Understanding the Controller Cluster Architecture

The NSX Controller cluster represents a scale-out distributed system, where each controller node is assigned a set of roles that define the type of tasks the node can implement. For resiliency and performance, deployments of controller VM should be in three distinct hosts.

Sharding is used to distribute workloads across NSX Controller cluster nodes. Sharding is the action of dividing NSX Controller workloads into different shards so that each NSX Controller instance has an equal portion of the work.

The image is described in the surrounding text.

This demonstrates how distinct controller nodes act as master for given entities such as logical switching, logical routing and other services. After a master NSX Controller instance is chosen for a role, that NSX Controller divides the different logical switches and routers among all available NSX Controller instances in a cluster.

Each numbered box on the shard represents shards that the master uses to divide the workloads. The logical switch master divides the logical switches into shards and assigns these shards to different NSX Controller instances. The master for the logical routers also divides the logical routers into shards and assigns these shards to different NSX Controller instances.

These shards are assigned to the different NSX Controller instances in that cluster. The master for a role decides which NSX Controller instances are assigned to which shard. If a request comes in on router shard 3, the shard is told to connect to the third NSX Controller instance. If a request comes in on logical switch shard 2, that request is processed by the second NSX Controller instance.

When one of the NSX Controller instances in a cluster fails, the masters for the roles redistribute the shards to the remaining available clusters. One of the controller nodes is elected as a master for each role. The master is responsible for allocating shards to individual controller nodes, determining when a node has failed, and reallocating the shards to the other nodes. The master also informs the ESXi hosts about the failure of the cluster node.

The election of the master for each role requires a majority vote of all active and inactive nodes in the cluster. This is the primary reason why a controller cluster must always be deployed with an odd number of nodes.

ZooKeeper

ZooKeeper is a client server architecture that is responsible for NSX Controller cluster mechanism. The controller cluster is discovered and created using Zookeeper. When cluster is coming up, it literally means ZooKeeper is coming up between all the nodes. ZooKeeper nodes goes through election process to form the control cluster. There must be a ZooKeeper master node in the cluster. This is done via inter-node election.

When a new controller node is created,NSX Manager propagates the node information to the current cluster, with node IP and ID. As such, each node knows the total number of nodes available for clustering. During ZooKeeper master election, each node casts one vote to elect a master node. The election is triggered again until one node has a majority of the votes.
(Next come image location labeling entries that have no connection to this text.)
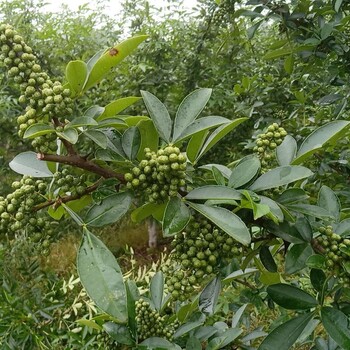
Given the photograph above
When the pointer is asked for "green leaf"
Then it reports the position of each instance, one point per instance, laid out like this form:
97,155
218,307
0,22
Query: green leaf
27,163
208,298
336,324
110,58
36,130
213,192
101,276
195,144
226,220
149,137
328,200
284,336
82,121
311,210
157,289
317,278
98,137
117,106
119,333
200,125
329,132
244,172
219,133
280,176
176,217
69,134
189,109
286,151
159,114
76,75
223,340
290,297
131,142
110,210
297,256
267,259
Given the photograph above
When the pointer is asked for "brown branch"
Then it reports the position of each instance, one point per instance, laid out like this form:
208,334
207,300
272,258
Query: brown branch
80,162
59,200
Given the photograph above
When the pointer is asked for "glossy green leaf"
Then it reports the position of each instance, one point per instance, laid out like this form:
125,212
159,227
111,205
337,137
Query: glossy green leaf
267,259
101,277
244,172
316,261
195,144
131,142
176,217
284,336
110,210
208,298
219,133
36,130
70,134
27,163
117,106
149,137
317,139
119,333
97,137
328,200
110,58
291,297
200,125
280,176
286,151
336,324
226,220
227,337
297,256
159,115
213,192
82,121
189,109
317,278
157,290
76,75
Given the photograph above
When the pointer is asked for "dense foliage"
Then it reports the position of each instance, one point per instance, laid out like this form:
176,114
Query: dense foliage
253,204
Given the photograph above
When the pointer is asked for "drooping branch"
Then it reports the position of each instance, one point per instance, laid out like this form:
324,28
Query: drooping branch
59,200
82,163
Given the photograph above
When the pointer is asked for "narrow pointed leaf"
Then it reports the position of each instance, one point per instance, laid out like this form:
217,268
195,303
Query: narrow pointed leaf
159,114
336,324
101,276
131,142
110,210
226,220
189,109
219,133
322,135
280,176
110,58
284,336
176,217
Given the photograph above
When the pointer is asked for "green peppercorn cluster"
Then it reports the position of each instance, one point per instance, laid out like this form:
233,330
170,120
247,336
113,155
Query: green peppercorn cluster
44,98
267,143
151,324
16,209
198,252
160,175
66,182
332,244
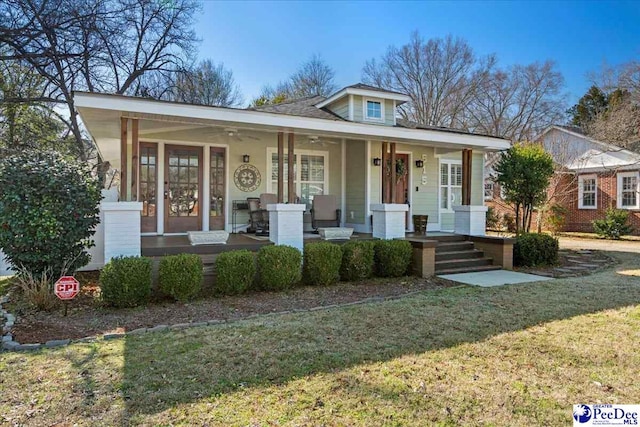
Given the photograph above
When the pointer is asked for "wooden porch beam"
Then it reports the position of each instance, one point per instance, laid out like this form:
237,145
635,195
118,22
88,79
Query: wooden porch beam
291,192
392,178
385,177
123,158
280,167
466,177
135,159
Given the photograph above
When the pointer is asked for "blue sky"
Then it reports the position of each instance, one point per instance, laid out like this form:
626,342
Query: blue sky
264,42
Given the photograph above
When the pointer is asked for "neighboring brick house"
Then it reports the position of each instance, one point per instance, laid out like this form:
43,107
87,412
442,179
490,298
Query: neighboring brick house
592,177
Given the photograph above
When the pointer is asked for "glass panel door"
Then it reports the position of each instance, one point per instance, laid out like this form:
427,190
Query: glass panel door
183,189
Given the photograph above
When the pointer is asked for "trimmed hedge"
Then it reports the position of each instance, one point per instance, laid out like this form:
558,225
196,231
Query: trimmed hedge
126,281
279,267
392,258
533,249
180,276
235,271
322,263
357,260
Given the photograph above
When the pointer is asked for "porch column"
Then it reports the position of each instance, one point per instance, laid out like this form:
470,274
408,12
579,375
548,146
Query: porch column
123,158
466,177
135,160
280,167
291,197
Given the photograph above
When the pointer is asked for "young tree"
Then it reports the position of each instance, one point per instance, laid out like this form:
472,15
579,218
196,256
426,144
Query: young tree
524,172
95,45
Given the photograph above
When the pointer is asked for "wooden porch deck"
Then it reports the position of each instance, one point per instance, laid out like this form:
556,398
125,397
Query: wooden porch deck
155,246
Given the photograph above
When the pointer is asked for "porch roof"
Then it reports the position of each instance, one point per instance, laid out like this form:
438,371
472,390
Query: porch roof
101,115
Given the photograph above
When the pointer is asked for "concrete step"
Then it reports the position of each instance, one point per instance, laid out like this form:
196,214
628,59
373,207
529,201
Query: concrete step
462,263
466,254
469,269
454,246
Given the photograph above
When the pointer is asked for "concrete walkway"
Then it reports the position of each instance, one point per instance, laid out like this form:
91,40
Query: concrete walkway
488,279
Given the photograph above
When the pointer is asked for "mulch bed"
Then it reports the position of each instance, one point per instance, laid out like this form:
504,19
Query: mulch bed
87,318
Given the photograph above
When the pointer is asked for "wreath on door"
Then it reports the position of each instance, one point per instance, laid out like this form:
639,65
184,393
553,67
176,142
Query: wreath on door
401,169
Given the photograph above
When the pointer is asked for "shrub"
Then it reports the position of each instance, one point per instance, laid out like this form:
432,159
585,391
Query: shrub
279,267
126,281
557,218
48,211
37,290
357,260
322,263
614,225
493,219
180,276
235,271
392,257
533,249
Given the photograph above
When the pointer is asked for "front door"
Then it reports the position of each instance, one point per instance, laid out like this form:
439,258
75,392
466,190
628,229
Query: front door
183,189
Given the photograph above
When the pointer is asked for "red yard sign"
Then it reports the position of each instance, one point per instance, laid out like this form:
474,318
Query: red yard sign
67,287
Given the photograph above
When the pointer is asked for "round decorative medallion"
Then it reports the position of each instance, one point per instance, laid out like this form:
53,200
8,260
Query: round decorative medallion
247,177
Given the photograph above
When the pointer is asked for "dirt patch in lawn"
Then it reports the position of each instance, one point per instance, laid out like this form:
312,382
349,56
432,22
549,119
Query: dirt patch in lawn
86,317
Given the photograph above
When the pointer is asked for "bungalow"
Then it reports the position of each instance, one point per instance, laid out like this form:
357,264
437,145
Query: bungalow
181,168
592,176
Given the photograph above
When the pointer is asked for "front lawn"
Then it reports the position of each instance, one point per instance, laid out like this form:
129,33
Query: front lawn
514,355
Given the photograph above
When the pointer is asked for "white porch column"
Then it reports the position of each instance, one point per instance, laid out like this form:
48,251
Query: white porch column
388,220
286,224
121,229
470,220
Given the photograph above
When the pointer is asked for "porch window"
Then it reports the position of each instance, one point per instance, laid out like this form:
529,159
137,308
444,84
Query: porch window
310,175
373,110
587,192
450,185
488,190
628,190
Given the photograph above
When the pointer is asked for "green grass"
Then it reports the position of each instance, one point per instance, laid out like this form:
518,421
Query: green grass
514,355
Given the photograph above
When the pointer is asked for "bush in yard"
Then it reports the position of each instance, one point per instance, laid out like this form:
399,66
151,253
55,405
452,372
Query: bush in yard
357,260
278,267
534,249
392,257
48,211
180,276
322,263
235,271
614,225
126,281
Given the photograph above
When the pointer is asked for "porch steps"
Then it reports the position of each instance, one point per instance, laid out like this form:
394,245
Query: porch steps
455,254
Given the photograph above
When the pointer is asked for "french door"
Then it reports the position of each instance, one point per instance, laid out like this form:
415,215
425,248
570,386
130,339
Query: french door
183,188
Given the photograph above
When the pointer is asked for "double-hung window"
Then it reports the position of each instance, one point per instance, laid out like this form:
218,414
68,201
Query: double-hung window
628,190
310,174
373,110
450,185
587,192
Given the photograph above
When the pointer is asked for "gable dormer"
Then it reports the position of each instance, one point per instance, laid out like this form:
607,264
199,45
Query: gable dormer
365,104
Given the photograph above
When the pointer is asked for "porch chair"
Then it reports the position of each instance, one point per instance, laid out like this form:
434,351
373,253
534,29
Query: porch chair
324,212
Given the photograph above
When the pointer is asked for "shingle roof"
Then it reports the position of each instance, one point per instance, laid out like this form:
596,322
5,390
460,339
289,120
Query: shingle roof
304,107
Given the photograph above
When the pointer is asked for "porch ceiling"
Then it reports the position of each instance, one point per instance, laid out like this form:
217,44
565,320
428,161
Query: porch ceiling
101,115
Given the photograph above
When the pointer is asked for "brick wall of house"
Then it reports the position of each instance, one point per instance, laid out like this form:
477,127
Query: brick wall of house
576,219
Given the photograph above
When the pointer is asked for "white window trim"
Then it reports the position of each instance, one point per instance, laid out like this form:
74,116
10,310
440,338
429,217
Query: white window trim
484,190
619,182
581,179
365,110
298,185
449,163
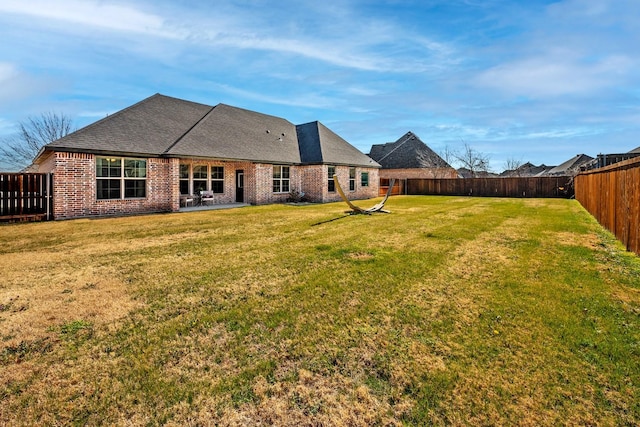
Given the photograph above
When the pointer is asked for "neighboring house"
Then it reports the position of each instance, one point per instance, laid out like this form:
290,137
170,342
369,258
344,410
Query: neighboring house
603,160
146,156
570,167
409,157
527,170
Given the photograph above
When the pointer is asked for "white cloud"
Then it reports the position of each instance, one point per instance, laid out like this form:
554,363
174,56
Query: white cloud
307,100
95,14
555,75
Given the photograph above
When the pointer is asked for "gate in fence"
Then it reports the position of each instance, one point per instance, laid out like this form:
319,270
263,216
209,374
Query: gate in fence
26,196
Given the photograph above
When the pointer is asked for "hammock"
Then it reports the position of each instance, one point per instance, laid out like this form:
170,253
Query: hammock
358,210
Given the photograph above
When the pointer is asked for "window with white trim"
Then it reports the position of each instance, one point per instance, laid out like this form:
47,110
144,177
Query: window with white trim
352,179
331,184
217,179
184,179
121,178
280,179
199,178
364,179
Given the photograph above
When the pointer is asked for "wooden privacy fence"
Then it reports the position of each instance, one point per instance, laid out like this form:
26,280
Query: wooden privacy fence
540,187
26,196
611,195
398,187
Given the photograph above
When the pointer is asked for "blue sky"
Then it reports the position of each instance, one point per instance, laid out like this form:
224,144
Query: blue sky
533,80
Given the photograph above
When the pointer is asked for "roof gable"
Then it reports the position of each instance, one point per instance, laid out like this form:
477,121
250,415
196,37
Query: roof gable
169,127
408,152
234,133
570,165
149,127
319,144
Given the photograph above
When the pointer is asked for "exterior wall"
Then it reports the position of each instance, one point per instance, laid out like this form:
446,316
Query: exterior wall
418,173
343,178
230,168
75,185
74,188
264,184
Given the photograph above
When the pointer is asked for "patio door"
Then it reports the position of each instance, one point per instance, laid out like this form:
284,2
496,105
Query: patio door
240,186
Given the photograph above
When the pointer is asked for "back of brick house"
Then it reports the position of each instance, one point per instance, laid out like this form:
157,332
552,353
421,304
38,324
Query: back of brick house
149,156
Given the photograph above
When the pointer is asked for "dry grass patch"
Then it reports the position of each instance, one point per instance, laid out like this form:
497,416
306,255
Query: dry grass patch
449,311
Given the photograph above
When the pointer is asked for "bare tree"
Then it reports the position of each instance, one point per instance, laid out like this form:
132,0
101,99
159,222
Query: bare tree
20,149
512,164
472,160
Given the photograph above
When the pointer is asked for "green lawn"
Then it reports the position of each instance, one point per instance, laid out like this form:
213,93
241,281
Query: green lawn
448,311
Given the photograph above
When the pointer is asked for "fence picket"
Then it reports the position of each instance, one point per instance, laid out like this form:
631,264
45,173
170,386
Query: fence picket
25,196
610,194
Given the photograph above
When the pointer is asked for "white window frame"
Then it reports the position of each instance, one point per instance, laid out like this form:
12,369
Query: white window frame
126,175
280,180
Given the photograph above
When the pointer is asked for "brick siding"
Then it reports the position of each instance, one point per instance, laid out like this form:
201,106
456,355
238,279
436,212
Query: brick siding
75,185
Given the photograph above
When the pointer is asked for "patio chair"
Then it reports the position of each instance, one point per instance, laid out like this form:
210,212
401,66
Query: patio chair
185,199
206,197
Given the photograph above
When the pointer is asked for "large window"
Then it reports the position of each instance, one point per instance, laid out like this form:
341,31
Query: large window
364,179
199,178
352,179
281,179
119,178
217,179
331,184
184,179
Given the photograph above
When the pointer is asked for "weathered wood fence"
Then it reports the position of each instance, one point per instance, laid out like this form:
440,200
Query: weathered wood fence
398,187
26,196
612,195
540,187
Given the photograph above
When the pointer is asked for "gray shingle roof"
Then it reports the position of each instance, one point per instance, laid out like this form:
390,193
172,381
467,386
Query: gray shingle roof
147,128
318,144
571,165
234,133
408,152
171,127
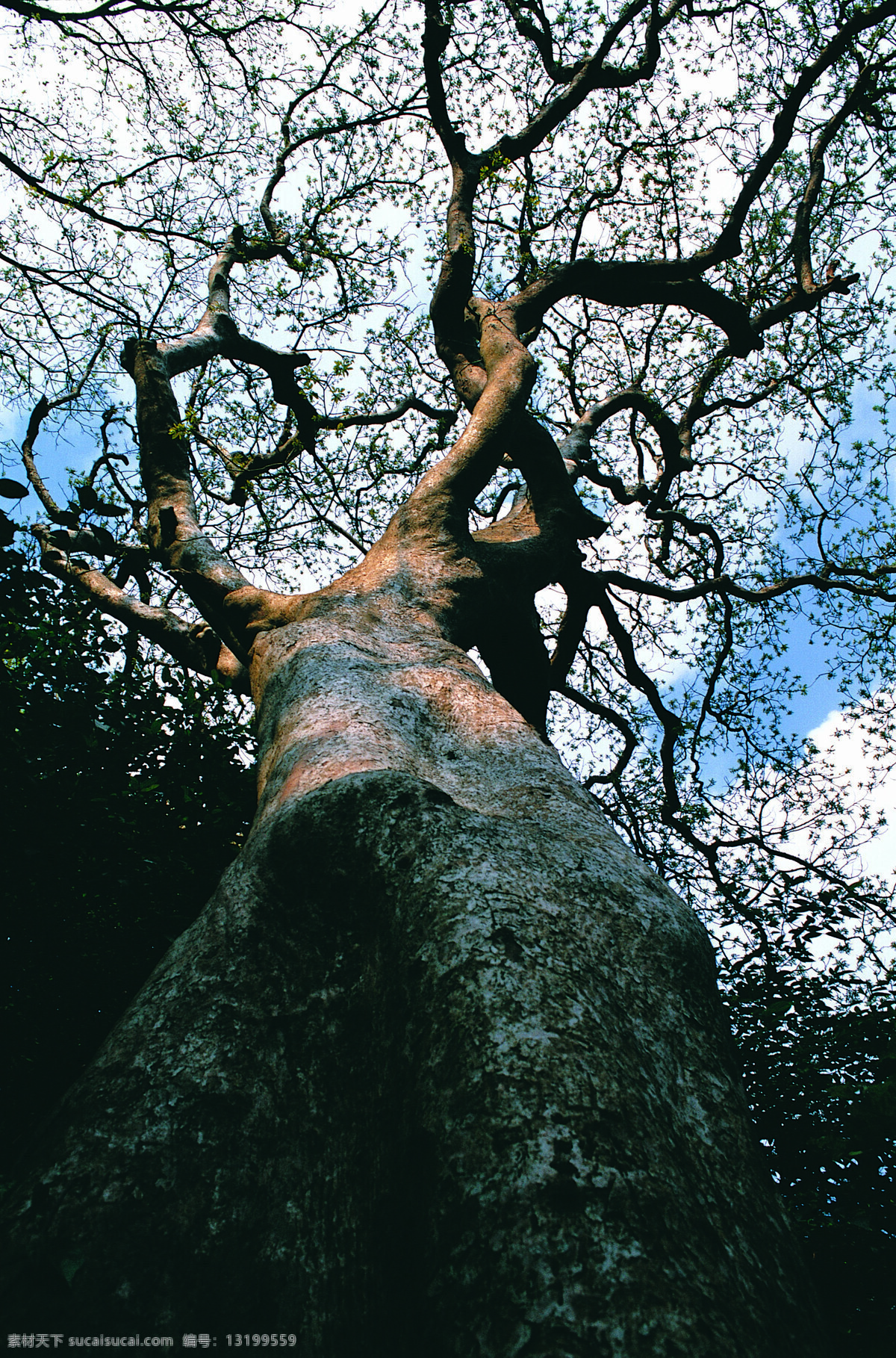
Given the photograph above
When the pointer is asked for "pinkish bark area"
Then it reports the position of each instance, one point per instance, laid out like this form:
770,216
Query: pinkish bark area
441,1069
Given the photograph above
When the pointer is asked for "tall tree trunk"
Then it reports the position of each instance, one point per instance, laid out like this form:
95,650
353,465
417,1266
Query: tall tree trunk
441,1070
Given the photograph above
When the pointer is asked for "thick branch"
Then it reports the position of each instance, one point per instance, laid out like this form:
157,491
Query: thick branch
197,648
627,284
728,242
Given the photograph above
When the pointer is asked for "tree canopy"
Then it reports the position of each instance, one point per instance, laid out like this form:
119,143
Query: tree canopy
685,215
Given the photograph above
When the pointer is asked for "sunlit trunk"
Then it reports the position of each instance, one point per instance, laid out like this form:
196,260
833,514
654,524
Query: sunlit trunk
441,1069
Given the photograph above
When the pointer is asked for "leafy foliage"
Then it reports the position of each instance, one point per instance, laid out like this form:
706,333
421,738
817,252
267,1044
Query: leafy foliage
119,811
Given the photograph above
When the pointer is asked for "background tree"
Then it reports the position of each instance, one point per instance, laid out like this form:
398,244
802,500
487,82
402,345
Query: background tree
592,227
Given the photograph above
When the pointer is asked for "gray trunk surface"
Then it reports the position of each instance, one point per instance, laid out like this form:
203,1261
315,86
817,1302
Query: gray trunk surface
441,1070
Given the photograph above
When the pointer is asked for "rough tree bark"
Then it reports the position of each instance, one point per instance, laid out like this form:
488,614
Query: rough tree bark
441,1067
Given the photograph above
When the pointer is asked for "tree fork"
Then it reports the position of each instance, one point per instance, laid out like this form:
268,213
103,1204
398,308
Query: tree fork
441,1064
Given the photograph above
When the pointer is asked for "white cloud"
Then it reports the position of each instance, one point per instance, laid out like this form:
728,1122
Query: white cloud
853,748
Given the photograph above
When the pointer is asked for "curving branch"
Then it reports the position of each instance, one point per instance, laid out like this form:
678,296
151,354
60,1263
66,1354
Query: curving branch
192,645
620,283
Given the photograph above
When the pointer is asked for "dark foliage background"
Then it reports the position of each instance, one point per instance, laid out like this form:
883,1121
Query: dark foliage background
98,768
98,773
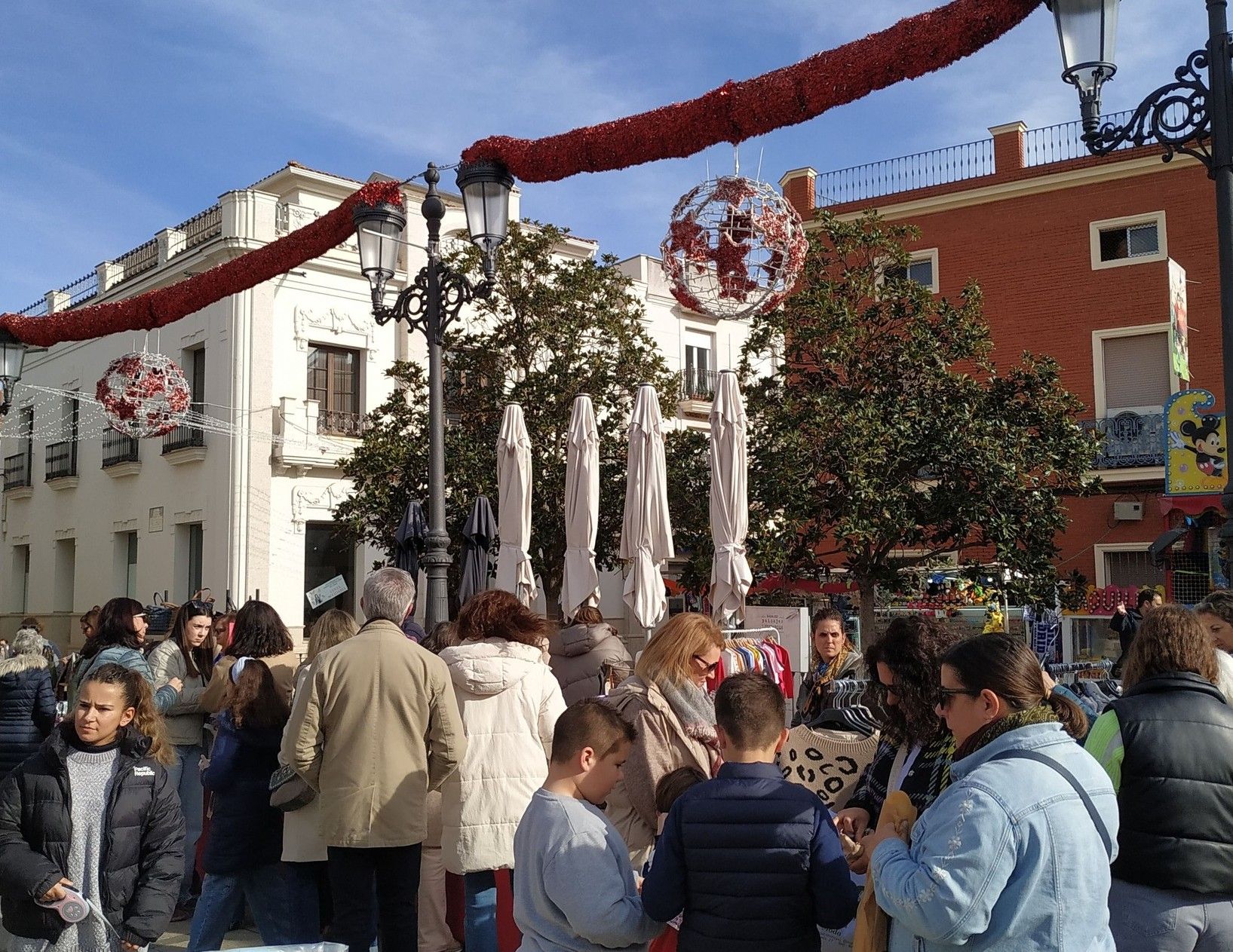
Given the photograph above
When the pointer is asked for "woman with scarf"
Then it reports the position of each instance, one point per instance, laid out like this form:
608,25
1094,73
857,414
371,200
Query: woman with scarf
1015,853
666,701
834,657
914,752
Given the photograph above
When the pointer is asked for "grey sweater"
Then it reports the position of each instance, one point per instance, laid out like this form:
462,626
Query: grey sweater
90,779
574,886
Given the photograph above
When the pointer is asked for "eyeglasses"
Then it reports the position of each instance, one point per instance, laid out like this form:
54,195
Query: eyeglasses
945,694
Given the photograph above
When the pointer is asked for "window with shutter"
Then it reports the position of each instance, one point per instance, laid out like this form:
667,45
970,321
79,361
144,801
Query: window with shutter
334,384
1136,372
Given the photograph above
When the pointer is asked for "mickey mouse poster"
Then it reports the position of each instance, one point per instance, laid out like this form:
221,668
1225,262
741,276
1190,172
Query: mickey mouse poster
1196,445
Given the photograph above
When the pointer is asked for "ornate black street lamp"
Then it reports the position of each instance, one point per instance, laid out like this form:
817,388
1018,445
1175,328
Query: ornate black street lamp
431,304
1186,116
13,355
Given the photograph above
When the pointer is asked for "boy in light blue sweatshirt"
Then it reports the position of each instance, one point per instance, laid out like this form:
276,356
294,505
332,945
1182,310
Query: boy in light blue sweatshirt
574,886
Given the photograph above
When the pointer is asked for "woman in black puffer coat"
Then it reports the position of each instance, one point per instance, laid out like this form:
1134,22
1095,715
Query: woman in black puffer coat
27,702
94,810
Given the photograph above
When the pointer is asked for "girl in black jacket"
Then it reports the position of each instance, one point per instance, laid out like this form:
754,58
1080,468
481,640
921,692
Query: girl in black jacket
244,846
94,810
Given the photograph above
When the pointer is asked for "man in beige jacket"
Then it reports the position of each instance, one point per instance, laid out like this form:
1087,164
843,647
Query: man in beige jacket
374,730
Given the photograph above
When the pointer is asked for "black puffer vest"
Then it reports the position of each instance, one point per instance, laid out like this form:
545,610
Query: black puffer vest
1176,794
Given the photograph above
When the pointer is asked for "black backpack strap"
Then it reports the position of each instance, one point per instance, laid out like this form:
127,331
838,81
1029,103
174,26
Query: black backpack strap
1031,755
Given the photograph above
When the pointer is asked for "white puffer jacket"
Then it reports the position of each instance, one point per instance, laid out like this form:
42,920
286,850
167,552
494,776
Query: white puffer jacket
510,702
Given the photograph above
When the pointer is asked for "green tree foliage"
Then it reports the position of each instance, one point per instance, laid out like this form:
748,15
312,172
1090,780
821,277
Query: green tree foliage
889,428
554,327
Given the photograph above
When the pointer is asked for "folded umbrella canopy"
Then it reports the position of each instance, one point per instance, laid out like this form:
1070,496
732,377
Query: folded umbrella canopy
730,576
477,538
646,528
580,580
412,531
514,572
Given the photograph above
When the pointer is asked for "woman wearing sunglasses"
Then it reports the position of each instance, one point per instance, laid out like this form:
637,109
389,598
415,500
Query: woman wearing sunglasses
914,752
1015,853
666,701
121,634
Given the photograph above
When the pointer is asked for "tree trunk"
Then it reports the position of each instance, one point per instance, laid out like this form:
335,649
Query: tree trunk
868,589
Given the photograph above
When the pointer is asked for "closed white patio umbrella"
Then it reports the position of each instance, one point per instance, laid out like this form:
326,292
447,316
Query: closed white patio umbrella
514,571
580,580
646,528
730,576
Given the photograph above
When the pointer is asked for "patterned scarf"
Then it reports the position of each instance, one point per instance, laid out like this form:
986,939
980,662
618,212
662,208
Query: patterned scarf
1040,715
693,708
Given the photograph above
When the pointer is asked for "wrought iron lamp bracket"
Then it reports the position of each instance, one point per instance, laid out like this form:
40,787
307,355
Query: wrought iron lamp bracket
1176,116
412,302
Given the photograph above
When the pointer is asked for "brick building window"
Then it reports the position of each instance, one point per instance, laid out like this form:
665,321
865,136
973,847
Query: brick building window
334,384
922,269
1132,372
1128,240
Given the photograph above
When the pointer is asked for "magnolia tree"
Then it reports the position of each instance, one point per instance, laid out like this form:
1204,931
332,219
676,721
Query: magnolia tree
889,436
555,326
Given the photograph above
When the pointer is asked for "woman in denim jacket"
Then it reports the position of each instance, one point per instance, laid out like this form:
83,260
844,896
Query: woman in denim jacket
1010,856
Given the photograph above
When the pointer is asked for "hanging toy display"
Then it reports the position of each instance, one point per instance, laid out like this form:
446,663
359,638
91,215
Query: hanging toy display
143,395
734,248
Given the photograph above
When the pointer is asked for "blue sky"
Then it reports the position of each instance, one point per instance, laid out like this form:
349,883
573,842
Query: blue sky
124,118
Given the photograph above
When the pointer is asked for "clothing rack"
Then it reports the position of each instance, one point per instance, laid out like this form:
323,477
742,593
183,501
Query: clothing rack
753,649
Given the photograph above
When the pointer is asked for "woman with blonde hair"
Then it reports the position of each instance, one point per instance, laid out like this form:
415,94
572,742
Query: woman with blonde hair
304,853
666,701
1165,745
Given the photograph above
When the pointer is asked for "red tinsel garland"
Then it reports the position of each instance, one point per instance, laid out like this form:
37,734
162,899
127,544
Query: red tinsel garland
738,112
162,306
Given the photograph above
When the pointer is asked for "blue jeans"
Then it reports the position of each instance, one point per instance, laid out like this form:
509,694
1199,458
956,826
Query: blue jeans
266,891
186,779
480,911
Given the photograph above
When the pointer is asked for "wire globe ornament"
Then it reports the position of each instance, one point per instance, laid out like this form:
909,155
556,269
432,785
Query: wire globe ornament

For example, in a three node cluster, the master must have received at least two of the votes.

Note: To prevent scenario where a ZooKeeper master cannot be elected, the number of nodes in the cluster MUST be three.

When the first controller is deployed, it’s a special case and the first controller becomes master. As such, when deploying controllers, the first node must complete deployment before any other nodes are added.
When adding the second controller, it’s also a special case, because the number of nodes at this time is even.
When the third node is added, the cluster reaches a supported stable state.

ZooKeeper can sustain only one failure at a time. This means that if one controller node goes down, it must be recovered before any other failures. Otherwise, there can be problems with the cluster breaking.

Central Control Plane (CCP) Domain Manager

This is the layer above ZooKeeper which provides configuration for ZooKeeper on all nodes to start. Domain manager updates the configuration between all nodes in the cluster, and then makes a remote procedure call for the ZooKeeper process to start.

Domain manager is responsible to start all domains. To join the cluster, CCP domain talks to CCP domain on other machines. The component of CCP domain that helps with cluster initialization is zk-cluster-bootstrap.

Controller Relation with Other Components

The controller cluster is responsible for maintaining and providing information about logical switches, logical routers, and VTEPs to the ESXi hosts.

When a logical switch is created, the controller nodes within the cluster determines which node will be master or owner for that logical switch. The same applies when a logical router is added.

Once ownership is established for a logical switch or logical router, the node sends that ownership to the ESXi hosts that belong to that switch or router’s transport zone. The entire election of ownership and propagation of the ownership information to the hosts is called ‘sharding’. Note that ownership means that node is responsible for all NSX related operations for that logical switch or logical router. The other nodes will not perform any operation for that logical switch.

Because only one owner must be the source of truth for a logical switch and logical router, any time the controller cluster breaks in such a way that two or more nodes are elected as owner for a logical switch or logical router, each host in the network may have a different information regarding the source of truth for that logical switch or logical router. If this happens, there will be network outage because network control and data plane operations can only have one source of truth.

If a controller node goes down, the remaining nodes in the cluster will rerun sharding to determine ownership of the logical switch and logical routing.